One reason for the stalled rebound in rig counts is that producers may be hemmed in by their hedges, Nasta said. Producers added significant hedges in 2020, during the “super contango” — when Henry Hub futures were below $2.000 for the nearby months. However, prices further out on the curve were “a good bit higher,” in the $2.50-3.000 range.

“Until those hedges roll off and additional hedges kick in at the higher price levels, we could continue to see a delayed response in Appalachia rig counts.”

Management for EQT Corp., the largest U.S. natural gas producer, said during the 2Q2021 conference call it won’t chase short-term gains on the stronger price signals that have recently emerged. Still, the company increased its capital expenditure guidance for the year to an estimated $1.100-1.175 billion from $1.025-1.125 billion.
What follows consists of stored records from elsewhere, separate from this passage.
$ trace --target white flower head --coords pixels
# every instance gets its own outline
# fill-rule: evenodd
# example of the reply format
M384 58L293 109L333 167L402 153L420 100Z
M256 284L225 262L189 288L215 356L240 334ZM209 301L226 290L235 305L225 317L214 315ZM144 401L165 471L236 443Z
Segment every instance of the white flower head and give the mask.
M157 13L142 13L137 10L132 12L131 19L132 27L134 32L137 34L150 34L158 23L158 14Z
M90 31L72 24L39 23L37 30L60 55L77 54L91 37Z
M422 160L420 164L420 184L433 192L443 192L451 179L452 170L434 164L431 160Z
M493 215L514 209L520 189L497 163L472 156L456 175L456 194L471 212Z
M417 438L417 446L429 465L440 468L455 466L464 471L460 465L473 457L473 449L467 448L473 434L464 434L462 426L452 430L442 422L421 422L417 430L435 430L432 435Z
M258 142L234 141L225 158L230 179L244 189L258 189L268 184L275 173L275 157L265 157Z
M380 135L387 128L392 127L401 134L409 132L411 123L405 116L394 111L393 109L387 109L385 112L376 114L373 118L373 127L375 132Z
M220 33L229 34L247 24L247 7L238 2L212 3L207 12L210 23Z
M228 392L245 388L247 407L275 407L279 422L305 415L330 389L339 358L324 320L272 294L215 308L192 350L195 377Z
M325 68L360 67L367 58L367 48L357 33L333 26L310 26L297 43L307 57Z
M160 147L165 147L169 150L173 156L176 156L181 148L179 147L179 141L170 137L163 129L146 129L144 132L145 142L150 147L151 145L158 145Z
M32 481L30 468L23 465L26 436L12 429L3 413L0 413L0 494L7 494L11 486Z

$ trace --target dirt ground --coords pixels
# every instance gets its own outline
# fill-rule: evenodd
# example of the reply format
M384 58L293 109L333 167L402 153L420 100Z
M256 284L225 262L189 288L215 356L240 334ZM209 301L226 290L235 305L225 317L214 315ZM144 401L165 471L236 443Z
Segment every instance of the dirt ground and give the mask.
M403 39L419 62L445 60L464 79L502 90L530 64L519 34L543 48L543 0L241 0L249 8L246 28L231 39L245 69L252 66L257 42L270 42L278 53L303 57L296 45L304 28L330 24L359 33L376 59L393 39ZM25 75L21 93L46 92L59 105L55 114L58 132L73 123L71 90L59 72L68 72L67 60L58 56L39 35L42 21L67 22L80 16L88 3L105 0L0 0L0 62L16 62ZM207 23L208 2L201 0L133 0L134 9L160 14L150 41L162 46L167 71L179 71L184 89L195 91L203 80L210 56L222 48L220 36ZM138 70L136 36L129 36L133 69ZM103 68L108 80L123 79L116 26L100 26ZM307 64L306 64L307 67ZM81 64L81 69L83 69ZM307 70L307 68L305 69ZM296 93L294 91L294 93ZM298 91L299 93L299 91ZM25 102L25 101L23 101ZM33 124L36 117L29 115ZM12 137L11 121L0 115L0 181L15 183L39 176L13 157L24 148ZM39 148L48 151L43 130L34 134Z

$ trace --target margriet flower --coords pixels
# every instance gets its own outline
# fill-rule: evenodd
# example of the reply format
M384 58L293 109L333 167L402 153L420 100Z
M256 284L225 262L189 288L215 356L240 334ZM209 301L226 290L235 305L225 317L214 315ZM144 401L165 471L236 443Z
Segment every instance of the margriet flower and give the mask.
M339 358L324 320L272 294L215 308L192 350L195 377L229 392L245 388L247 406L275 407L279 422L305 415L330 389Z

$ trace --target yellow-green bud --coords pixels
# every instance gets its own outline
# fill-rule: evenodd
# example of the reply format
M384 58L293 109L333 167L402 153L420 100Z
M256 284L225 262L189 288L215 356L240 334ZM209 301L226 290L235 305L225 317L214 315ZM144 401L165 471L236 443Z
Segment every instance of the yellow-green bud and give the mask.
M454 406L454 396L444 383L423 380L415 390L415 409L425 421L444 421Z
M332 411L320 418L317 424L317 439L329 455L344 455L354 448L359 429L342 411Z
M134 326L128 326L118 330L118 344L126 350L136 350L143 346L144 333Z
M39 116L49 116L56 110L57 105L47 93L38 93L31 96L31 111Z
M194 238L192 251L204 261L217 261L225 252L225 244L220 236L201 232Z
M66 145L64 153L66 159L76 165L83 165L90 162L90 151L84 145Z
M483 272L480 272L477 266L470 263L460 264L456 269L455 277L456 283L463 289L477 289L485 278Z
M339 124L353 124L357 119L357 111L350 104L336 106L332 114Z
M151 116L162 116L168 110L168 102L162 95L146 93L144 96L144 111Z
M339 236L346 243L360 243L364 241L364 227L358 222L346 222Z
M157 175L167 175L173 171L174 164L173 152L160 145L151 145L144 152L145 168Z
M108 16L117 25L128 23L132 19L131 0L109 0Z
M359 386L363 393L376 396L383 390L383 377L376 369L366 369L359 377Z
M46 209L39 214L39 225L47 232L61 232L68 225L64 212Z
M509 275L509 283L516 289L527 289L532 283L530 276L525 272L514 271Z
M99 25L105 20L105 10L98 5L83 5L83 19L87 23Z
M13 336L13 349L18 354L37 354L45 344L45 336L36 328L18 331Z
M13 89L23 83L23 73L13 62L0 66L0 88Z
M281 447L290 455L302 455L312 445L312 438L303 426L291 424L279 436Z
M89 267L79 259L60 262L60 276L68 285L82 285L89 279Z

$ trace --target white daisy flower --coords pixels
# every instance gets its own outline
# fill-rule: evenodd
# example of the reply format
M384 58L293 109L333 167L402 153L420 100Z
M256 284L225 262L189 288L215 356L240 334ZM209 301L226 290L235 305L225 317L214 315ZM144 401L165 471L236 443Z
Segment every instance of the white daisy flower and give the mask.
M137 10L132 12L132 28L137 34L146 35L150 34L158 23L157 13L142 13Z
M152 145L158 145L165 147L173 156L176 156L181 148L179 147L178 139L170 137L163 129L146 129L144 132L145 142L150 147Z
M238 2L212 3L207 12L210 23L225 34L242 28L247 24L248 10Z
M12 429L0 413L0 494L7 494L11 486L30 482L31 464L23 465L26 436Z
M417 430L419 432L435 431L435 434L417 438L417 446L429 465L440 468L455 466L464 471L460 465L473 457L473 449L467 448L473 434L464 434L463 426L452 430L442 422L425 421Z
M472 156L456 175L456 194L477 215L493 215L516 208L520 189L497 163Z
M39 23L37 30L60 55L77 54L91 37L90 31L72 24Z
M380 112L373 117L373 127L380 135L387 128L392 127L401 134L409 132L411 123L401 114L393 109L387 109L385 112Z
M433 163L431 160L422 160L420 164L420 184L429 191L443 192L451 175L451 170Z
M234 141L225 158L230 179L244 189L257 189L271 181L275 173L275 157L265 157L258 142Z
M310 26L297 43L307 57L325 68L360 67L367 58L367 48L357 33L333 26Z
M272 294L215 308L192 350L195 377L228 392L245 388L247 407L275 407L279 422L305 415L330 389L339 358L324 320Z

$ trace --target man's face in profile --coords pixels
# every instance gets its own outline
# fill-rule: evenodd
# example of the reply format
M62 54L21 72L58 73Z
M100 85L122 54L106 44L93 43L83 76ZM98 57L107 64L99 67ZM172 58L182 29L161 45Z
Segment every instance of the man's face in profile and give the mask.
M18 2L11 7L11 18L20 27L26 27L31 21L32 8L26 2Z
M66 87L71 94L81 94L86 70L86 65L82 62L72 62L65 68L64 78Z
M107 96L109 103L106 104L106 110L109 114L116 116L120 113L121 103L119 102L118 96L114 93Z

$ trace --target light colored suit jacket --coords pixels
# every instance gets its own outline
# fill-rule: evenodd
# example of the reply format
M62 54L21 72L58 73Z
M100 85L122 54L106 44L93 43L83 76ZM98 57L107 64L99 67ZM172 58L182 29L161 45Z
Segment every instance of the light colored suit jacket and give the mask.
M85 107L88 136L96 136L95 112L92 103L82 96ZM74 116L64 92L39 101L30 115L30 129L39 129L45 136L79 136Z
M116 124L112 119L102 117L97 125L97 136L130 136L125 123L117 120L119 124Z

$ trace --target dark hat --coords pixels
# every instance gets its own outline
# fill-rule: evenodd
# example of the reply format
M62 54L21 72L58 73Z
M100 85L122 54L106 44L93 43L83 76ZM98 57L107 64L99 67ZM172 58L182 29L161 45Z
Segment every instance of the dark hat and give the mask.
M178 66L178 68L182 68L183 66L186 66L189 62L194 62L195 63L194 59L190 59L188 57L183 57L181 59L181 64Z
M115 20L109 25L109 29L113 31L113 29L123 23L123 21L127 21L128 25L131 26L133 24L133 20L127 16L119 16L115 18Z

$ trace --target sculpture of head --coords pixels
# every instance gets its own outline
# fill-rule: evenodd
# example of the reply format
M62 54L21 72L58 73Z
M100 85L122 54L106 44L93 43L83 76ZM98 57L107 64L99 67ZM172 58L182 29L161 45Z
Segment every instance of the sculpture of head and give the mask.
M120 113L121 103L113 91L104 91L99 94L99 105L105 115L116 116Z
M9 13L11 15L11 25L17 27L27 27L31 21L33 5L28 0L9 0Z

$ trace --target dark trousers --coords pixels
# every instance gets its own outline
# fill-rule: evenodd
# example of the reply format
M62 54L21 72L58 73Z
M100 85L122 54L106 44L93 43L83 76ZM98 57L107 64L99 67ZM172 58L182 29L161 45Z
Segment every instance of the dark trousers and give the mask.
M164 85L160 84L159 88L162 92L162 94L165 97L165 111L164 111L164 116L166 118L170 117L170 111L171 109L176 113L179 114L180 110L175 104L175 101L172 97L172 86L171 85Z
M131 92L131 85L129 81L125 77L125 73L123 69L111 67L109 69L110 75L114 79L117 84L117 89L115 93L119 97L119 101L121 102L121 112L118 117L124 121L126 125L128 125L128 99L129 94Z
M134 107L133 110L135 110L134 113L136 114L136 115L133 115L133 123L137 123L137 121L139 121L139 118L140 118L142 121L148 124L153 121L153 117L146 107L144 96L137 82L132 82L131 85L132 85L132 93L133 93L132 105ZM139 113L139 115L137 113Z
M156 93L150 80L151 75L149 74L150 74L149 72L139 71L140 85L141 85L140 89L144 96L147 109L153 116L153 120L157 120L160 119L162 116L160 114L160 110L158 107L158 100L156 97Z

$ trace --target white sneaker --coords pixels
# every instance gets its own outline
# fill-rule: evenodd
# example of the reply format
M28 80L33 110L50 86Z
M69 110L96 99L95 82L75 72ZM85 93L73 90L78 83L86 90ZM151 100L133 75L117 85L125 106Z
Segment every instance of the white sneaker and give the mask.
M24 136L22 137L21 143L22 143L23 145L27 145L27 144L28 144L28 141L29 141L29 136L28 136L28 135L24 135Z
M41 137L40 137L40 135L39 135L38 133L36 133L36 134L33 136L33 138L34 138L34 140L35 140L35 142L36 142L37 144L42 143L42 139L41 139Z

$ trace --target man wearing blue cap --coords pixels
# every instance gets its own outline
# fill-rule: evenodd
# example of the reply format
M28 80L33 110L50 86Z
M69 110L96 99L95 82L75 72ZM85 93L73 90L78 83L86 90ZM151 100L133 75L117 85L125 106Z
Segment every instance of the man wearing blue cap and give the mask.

This growth aligns with a rosier outlook for the market.

“Looking forward, we expect 2021 and 2022 forward natural gas price curves to remain very sensitive to weather,” EQT CFO David Khani said. “We see significant upside to the 2023 and 2024 curve from rising exports and increasing power demand for accelerating coal and modest nuclear retirements.”

EQT has 70% of its 2022 volumes hedged at a floor price of $2.80. The prompt month Henry Hub benchmark has been trading above $4.00 in recent days and aside from some weather demand-related fluctuations, the higher prices appear here to stay. The Nymex strip showed the balance of the year (September-December) averaging $3.975 on Friday. The Calendar 2022 strip averaged around $3.460.

TPH analysts said a flurry of updates to gas hedge books have been taken “quite negatively by investors, as upstream operators leaned more aggressively into 2022 hedging with significant volumes now contracted. For some exploration and production companies, the big surprise was not only the price at which producers locked in commodities, but also the quantity of volumes producers were willing to commit. This  caused significant downward revisions to consensus expectations for next year, according to TPH.

“While we still believe investors are supportive of methodical hedging in the upstream space, particularly for producers with more levered balance sheets, clients would prefer operators to reduce hedging exposure over time to less than 50% of the production base and generally prefer low-leverage producers to be in a less hedged position still,” TPH analysts said in a note to clients on Friday.

Given the near-term weather outlook and the more moderate outlook, though, forward prices in Appalachia and the Northeast failed to reflect any major concerns on the supply outlook. Prices were down sharply at the front of the curve

Dominion South August prices tumbled 10.0 cents from July 22-28 to reach $2.918, according to Forward Look. The balance of summer was down a more substantial 17.0 cents to $2.600, while the winter strip slipped only a penny to average $3.330.

Transco Zone 6 non-NY prices plunged 18.0 cents at the front of the curve to $3.220. The balance of summer was down 17.0 cents to $2.800, and the winter tacked on 4.0 cents to $4.970.